HOLY FUCT! The U.S. Supreme Court previously decided that it would hear a case that involves the refusal of a trademark application for the word “FUCT” in conjunction with its use on apparel. On June 24, it issued its opinion and determined that the U.S. Patent and Trademark Office should not be able to refuse registration for marks that contain immoral, deceptive or scandalous matter in the face of the freedom of speech guarantees offered by the First Amendment of the U.S. Constitution.
The important holding was that the Lanham Act’s prohibition on registration of immoral or scandalous trademarks violates the First Amendment. Thus, on those grounds alone, the U.S. Patent and Trademark Office should no longer be denying those types of applications from becoming registered.
“Immoral” was defined as marks that are “inconsistent with rectitude, purity, or good morals”; “wicked”; or “vicious.”
“Scandalous” was defined as marks that “giv[es] offense to the conscience or moral feelings”; “excite[s] reprobation”; or “call[s] out condemnation.”
The Supreme Court pointed out that the U.S. Patent and Trademark Office has refused to register marks that communicate immoral or scandalous views about such things as drug use, religion and terrorism.
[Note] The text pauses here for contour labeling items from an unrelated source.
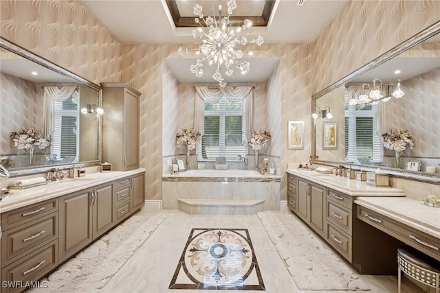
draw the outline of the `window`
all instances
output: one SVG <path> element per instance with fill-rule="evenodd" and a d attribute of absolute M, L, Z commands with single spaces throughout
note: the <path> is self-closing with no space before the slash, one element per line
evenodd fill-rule
<path fill-rule="evenodd" d="M 368 158 L 373 163 L 383 161 L 383 148 L 377 134 L 377 106 L 345 105 L 345 161 L 358 163 Z"/>
<path fill-rule="evenodd" d="M 205 102 L 205 133 L 199 145 L 199 161 L 214 161 L 217 156 L 228 160 L 246 154 L 241 143 L 243 100 L 231 102 L 223 97 L 218 103 Z"/>
<path fill-rule="evenodd" d="M 54 103 L 54 134 L 51 137 L 51 154 L 56 158 L 76 157 L 79 154 L 79 106 L 71 96 Z"/>

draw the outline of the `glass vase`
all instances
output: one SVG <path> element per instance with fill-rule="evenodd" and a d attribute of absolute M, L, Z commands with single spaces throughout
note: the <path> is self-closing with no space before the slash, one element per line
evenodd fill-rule
<path fill-rule="evenodd" d="M 396 155 L 396 157 L 395 157 L 396 168 L 399 168 L 400 167 L 400 151 L 395 150 L 395 152 Z"/>
<path fill-rule="evenodd" d="M 186 145 L 186 169 L 187 170 L 190 169 L 190 148 L 188 147 L 188 145 Z"/>
<path fill-rule="evenodd" d="M 258 167 L 258 150 L 255 150 L 255 169 L 259 170 Z"/>
<path fill-rule="evenodd" d="M 34 150 L 35 150 L 35 147 L 32 145 L 30 148 L 28 149 L 28 152 L 29 153 L 29 165 L 32 165 L 32 159 L 34 159 Z"/>

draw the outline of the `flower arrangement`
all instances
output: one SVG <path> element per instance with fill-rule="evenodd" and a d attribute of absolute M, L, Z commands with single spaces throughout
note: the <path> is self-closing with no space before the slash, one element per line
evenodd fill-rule
<path fill-rule="evenodd" d="M 29 150 L 33 146 L 44 150 L 50 145 L 50 142 L 43 137 L 41 131 L 34 128 L 23 128 L 18 132 L 11 132 L 11 139 L 14 141 L 14 145 L 20 150 Z"/>
<path fill-rule="evenodd" d="M 414 146 L 412 137 L 406 129 L 401 130 L 390 129 L 388 132 L 383 133 L 382 136 L 384 147 L 388 150 L 402 152 L 406 150 L 407 145 L 409 145 L 411 149 Z"/>
<path fill-rule="evenodd" d="M 200 132 L 195 131 L 194 128 L 182 128 L 182 132 L 177 132 L 177 147 L 186 145 L 188 150 L 194 150 L 197 145 Z"/>
<path fill-rule="evenodd" d="M 250 137 L 243 142 L 245 146 L 250 145 L 254 150 L 263 150 L 267 148 L 267 141 L 270 139 L 270 132 L 265 129 L 253 130 Z"/>

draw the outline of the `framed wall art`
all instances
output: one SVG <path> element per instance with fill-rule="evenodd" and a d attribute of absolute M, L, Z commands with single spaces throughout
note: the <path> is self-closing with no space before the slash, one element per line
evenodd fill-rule
<path fill-rule="evenodd" d="M 322 149 L 338 148 L 338 125 L 336 122 L 323 122 Z"/>
<path fill-rule="evenodd" d="M 289 148 L 304 148 L 304 121 L 289 121 Z"/>

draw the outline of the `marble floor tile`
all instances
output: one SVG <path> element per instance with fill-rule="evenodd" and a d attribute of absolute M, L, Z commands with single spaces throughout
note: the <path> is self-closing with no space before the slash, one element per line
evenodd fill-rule
<path fill-rule="evenodd" d="M 147 215 L 145 217 L 145 215 Z M 72 285 L 69 279 L 60 278 L 57 280 L 56 291 L 58 292 L 82 292 L 85 288 L 89 288 L 87 292 L 104 293 L 161 293 L 161 292 L 218 292 L 217 290 L 193 290 L 188 289 L 169 289 L 173 278 L 179 263 L 182 252 L 188 244 L 188 236 L 194 228 L 217 228 L 226 229 L 247 229 L 256 259 L 261 278 L 264 282 L 266 292 L 270 293 L 326 293 L 326 291 L 300 290 L 294 279 L 291 277 L 286 262 L 280 257 L 279 246 L 283 243 L 280 239 L 271 239 L 265 230 L 261 222 L 256 215 L 188 215 L 179 211 L 166 211 L 159 213 L 157 215 L 147 213 L 144 211 L 138 214 L 136 219 L 160 219 L 155 220 L 160 224 L 152 233 L 145 234 L 144 239 L 137 237 L 139 244 L 137 248 L 131 248 L 130 254 L 119 255 L 118 259 L 112 267 L 109 278 L 96 279 L 94 272 L 87 271 L 84 275 L 80 271 L 75 272 L 80 278 L 74 278 L 76 282 L 82 282 L 76 287 Z M 151 216 L 153 215 L 153 218 Z M 129 226 L 128 224 L 126 225 Z M 122 227 L 123 228 L 123 227 Z M 299 228 L 300 227 L 298 227 Z M 142 229 L 142 231 L 143 231 Z M 133 232 L 135 230 L 133 230 Z M 121 234 L 122 235 L 122 234 Z M 116 235 L 115 235 L 116 236 Z M 105 237 L 112 237 L 111 234 Z M 104 238 L 104 239 L 107 238 Z M 122 243 L 123 247 L 130 246 L 126 241 Z M 275 246 L 274 243 L 276 243 Z M 288 245 L 288 244 L 286 244 Z M 87 248 L 90 249 L 91 248 Z M 118 248 L 120 249 L 120 248 Z M 283 248 L 283 249 L 286 249 Z M 288 249 L 288 248 L 287 248 Z M 292 248 L 291 248 L 292 249 Z M 221 254 L 222 249 L 217 250 L 216 253 Z M 87 252 L 84 252 L 87 255 Z M 124 258 L 122 259 L 122 258 Z M 80 259 L 72 259 L 78 261 Z M 91 261 L 93 257 L 91 256 Z M 69 261 L 69 263 L 71 263 Z M 72 264 L 70 264 L 72 266 Z M 316 263 L 319 266 L 320 263 Z M 63 271 L 63 266 L 58 269 Z M 64 269 L 65 271 L 65 269 Z M 56 271 L 54 274 L 56 274 Z M 74 274 L 74 272 L 70 272 Z M 182 276 L 179 277 L 182 281 Z M 250 281 L 258 280 L 256 274 L 250 277 Z M 366 276 L 359 277 L 371 288 L 371 293 L 395 293 L 397 289 L 397 277 L 393 276 Z M 81 280 L 80 281 L 80 280 Z M 102 283 L 99 285 L 94 282 L 99 280 Z M 65 286 L 63 285 L 65 282 Z M 75 288 L 78 288 L 76 291 Z M 98 288 L 99 290 L 92 289 Z M 64 289 L 68 290 L 63 291 Z M 223 292 L 221 290 L 221 292 Z M 254 291 L 262 292 L 262 291 Z M 420 293 L 424 292 L 407 279 L 404 280 L 402 293 Z M 347 293 L 347 291 L 327 291 L 327 293 Z"/>

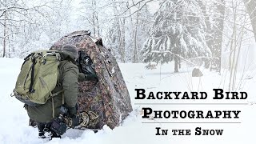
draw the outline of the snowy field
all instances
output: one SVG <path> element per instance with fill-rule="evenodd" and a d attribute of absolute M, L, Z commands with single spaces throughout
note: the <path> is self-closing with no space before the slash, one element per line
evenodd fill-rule
<path fill-rule="evenodd" d="M 94 134 L 93 131 L 68 130 L 62 138 L 54 138 L 50 142 L 38 138 L 38 130 L 28 126 L 29 118 L 23 104 L 14 98 L 10 97 L 12 92 L 19 69 L 23 62 L 19 58 L 0 58 L 0 143 L 88 143 L 88 144 L 167 144 L 167 143 L 256 143 L 256 92 L 255 72 L 248 71 L 242 78 L 238 80 L 240 88 L 238 91 L 246 91 L 246 100 L 213 101 L 210 98 L 213 88 L 224 88 L 228 86 L 229 74 L 222 71 L 222 75 L 202 70 L 203 76 L 191 77 L 191 69 L 182 66 L 181 72 L 173 73 L 173 65 L 163 65 L 155 70 L 145 69 L 144 64 L 120 64 L 122 72 L 126 82 L 134 108 L 134 111 L 123 122 L 122 126 L 110 130 L 104 126 L 103 130 Z M 226 80 L 225 80 L 226 79 Z M 206 100 L 135 100 L 134 89 L 143 88 L 146 94 L 150 91 L 206 91 L 209 98 Z M 235 102 L 248 105 L 139 105 L 142 102 Z M 241 110 L 239 119 L 142 119 L 142 108 L 151 107 L 155 110 Z M 142 123 L 161 122 L 233 122 L 241 123 Z M 163 129 L 223 129 L 222 136 L 156 136 L 155 127 Z"/>

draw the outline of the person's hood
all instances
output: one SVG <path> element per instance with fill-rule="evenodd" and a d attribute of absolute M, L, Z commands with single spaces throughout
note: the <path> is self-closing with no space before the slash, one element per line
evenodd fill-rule
<path fill-rule="evenodd" d="M 72 52 L 62 50 L 61 51 L 62 60 L 71 61 L 73 63 L 75 63 L 75 57 Z"/>

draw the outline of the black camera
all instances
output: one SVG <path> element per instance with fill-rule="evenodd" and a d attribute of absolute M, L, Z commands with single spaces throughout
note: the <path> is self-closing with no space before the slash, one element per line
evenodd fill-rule
<path fill-rule="evenodd" d="M 67 126 L 65 122 L 65 119 L 61 115 L 54 118 L 50 129 L 58 135 L 62 135 L 67 130 Z"/>

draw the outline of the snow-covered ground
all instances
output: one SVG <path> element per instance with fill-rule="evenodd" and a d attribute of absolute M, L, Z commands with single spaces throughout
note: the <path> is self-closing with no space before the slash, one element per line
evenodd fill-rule
<path fill-rule="evenodd" d="M 19 58 L 0 58 L 0 143 L 44 143 L 38 138 L 38 130 L 28 126 L 28 116 L 22 108 L 23 104 L 14 98 L 10 97 L 12 92 L 19 69 L 23 62 Z M 88 143 L 88 144 L 167 144 L 167 143 L 256 143 L 256 92 L 255 71 L 248 71 L 241 82 L 240 89 L 246 91 L 246 100 L 213 101 L 212 89 L 224 88 L 226 90 L 229 74 L 226 70 L 222 75 L 202 70 L 203 76 L 191 77 L 191 68 L 182 66 L 180 73 L 174 74 L 173 64 L 158 66 L 155 70 L 145 69 L 144 64 L 120 64 L 125 81 L 130 91 L 134 111 L 123 122 L 122 126 L 110 130 L 104 126 L 103 130 L 94 134 L 93 131 L 69 130 L 62 138 L 54 138 L 48 143 Z M 225 81 L 226 79 L 226 81 Z M 146 94 L 150 91 L 207 91 L 206 100 L 136 100 L 134 89 L 143 88 Z M 250 102 L 245 106 L 222 105 L 138 105 L 142 102 Z M 154 110 L 241 110 L 239 119 L 142 119 L 142 108 L 151 107 Z M 142 123 L 158 122 L 238 122 L 241 123 Z M 162 129 L 191 129 L 192 135 L 156 136 L 156 127 Z M 223 129 L 222 136 L 194 136 L 194 128 Z"/>

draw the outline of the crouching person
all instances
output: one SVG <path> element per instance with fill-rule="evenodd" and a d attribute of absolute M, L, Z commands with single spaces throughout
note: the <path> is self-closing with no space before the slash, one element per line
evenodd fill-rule
<path fill-rule="evenodd" d="M 91 121 L 98 118 L 93 112 L 77 114 L 78 80 L 82 75 L 75 65 L 78 58 L 78 52 L 74 46 L 64 46 L 58 65 L 58 84 L 51 93 L 56 94 L 45 104 L 34 106 L 26 105 L 27 114 L 30 120 L 35 122 L 41 138 L 61 138 L 67 127 L 86 127 Z M 79 79 L 86 80 L 82 78 Z"/>

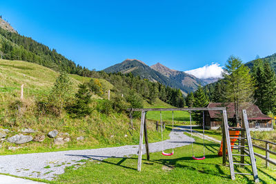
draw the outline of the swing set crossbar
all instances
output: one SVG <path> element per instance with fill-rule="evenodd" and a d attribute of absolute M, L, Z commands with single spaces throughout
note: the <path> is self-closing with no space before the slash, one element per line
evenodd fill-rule
<path fill-rule="evenodd" d="M 226 110 L 224 107 L 193 108 L 128 108 L 128 111 L 201 111 L 201 110 Z"/>

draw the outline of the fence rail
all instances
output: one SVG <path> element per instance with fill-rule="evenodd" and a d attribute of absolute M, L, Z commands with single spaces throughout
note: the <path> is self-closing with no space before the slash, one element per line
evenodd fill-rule
<path fill-rule="evenodd" d="M 255 153 L 255 152 L 254 152 L 254 154 L 256 155 L 257 156 L 261 158 L 262 159 L 266 161 L 266 167 L 269 167 L 269 163 L 271 163 L 271 164 L 273 164 L 273 165 L 276 165 L 276 162 L 269 159 L 269 154 L 272 154 L 276 155 L 276 152 L 273 152 L 273 151 L 269 150 L 269 144 L 276 145 L 276 143 L 273 143 L 273 142 L 268 141 L 265 141 L 265 140 L 262 140 L 262 139 L 255 139 L 255 138 L 252 138 L 252 139 L 266 143 L 266 147 L 261 147 L 259 145 L 255 145 L 255 144 L 253 144 L 253 147 L 265 151 L 266 152 L 266 156 L 264 156 L 262 154 L 258 154 L 258 153 Z"/>

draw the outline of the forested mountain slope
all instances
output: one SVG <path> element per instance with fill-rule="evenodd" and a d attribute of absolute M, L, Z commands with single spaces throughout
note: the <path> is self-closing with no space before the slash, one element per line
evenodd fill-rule
<path fill-rule="evenodd" d="M 266 57 L 260 58 L 260 59 L 263 60 L 264 61 L 268 61 L 273 68 L 274 71 L 276 72 L 276 53 L 267 56 Z M 245 65 L 248 66 L 249 68 L 252 68 L 254 65 L 254 63 L 257 62 L 257 59 L 255 59 L 247 62 Z"/>

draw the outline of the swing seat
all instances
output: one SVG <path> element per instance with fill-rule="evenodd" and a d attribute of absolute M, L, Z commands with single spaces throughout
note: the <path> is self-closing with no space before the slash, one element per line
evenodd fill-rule
<path fill-rule="evenodd" d="M 204 156 L 201 158 L 197 158 L 197 157 L 195 157 L 195 156 L 193 156 L 193 159 L 197 160 L 197 161 L 204 160 L 205 159 L 205 156 Z"/>
<path fill-rule="evenodd" d="M 172 152 L 171 152 L 171 153 L 165 153 L 164 152 L 162 152 L 162 154 L 164 156 L 172 156 L 173 154 L 174 154 L 173 150 L 172 150 Z"/>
Ostensibly, marks surrounding these catagories would no longer be denied registration based on their subject matter alone anymore. The highest court pointed out that the U.S. Patent and Trademark Office previously refused registrations for “BABY AL QAEDA” and “AL-QAEDA” on t-shirts, yet approved the registration for a mark with the words “WAR ON TERROR MEMORIAL.” It took the position that such a distinction is not proper, because it is not viewpoint-neutral.
This decision follows the Supreme Court previously ruling, in 2017, that it is unconstitutional to refuse registering trademarks that disparage any person. An important component of that decision, which was cited in the majority opinion concerning the registration of FUCT, was the determination that if a trademark registration bar is viewpoint-based, it is unconstitutional. Ultimately, the government cannot discriminate against speech based on ideas or opinions that the speech conveys. And thus, it would be improper to discriminate baased on the immoral or scandalous nature of a trademark.
The list of marks that are worthy of being registering continues to expand in today’s day and age.